A British nurse who contracted the Ebola virus while treating patients in Sierra Leone was flown to a London hospital Sunday night to receive care. The 29-year-old, known now only as William, is the first person with the virus to be taken to the United Kingdom. He was flown home on a Royal Air Force (RAF) aircraft and transported to Royal Free Hospital, a top teaching hospital affiliated with the University College London.

William is reportedly “not currently seriously unwell,” according to the Department of Health. William had worked for five months in a Sierra Leone hospital where 15 nurses had already died. Friends say he was extremely enthusiastic about his work, despite knowing the risks of treating Ebola patients. Ebola is spread through direct contact with an infected person's bodily fluids. He had been in Sierra Leone since outbreak was first declared in West Africa six months ago.

He will be treated in Royal Free Hospital’s state-of-the-art isolation room, much like the Atlanta facility where two American aid workers, Nancy Writebol and Dr. Kent Brantly, received treatment. It’s the only one of its kind in Britain. He is reportedly confident he will overcome the viral disease.

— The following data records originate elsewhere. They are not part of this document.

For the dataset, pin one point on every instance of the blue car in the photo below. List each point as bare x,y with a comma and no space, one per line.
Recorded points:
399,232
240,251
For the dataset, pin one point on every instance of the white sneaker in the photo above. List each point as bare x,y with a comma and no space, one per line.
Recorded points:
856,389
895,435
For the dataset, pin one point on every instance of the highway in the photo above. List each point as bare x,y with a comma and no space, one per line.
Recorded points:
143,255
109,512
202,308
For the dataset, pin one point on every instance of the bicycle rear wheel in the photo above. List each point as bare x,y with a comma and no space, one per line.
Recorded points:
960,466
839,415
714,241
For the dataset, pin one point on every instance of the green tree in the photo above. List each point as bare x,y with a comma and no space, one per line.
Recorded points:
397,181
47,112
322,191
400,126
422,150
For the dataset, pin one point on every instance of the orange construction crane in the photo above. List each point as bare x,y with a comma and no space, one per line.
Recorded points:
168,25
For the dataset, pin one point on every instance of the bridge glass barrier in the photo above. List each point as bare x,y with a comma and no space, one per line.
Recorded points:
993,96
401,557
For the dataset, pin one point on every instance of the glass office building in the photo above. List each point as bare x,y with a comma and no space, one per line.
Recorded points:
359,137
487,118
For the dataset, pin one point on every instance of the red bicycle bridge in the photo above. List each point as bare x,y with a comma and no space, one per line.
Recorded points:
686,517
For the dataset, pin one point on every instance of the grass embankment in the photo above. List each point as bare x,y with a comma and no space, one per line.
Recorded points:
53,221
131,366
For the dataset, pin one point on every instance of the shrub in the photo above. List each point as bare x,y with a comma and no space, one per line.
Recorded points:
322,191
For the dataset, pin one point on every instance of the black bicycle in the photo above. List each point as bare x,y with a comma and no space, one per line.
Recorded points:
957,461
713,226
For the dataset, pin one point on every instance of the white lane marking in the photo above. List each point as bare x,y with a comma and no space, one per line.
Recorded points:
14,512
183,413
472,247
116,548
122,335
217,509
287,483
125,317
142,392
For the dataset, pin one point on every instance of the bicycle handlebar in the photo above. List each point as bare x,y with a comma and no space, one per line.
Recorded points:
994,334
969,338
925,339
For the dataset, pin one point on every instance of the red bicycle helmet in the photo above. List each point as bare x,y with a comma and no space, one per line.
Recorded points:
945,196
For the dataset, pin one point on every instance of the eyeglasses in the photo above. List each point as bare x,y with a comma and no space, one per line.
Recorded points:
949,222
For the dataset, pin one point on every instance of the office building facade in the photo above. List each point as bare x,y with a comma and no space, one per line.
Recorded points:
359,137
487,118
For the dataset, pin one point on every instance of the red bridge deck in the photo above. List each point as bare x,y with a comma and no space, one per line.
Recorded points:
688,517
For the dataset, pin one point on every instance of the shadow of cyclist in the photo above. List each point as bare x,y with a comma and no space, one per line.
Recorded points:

William will not receive the experimental ZMapp serum that’s presumed to have helped Writebol and Brantly, who survived the disease and were released from an Atlanta hospital on Thursday. Mapp Biopharmeceuticals, which produces the serum, says its small stores of the drug are “completely exhausted” after being given to Writebol, Brantly, three Liberian doctors (one of whom has now died) and a Spanish priest.

At least 1,427 people have died in the worst Ebola outbreak in history, according to the World Health Organization. The Democratic Republic of Congo has confirmed two cases of the disease, but it is unclear whether they are directly related to the outbreak in West Africa. The disease was first discovered in the DRC in 1976, but the West African outbreak has so far been contained to Sierra Leone, Liberia, Guinea and a handful of cases in Nigeria.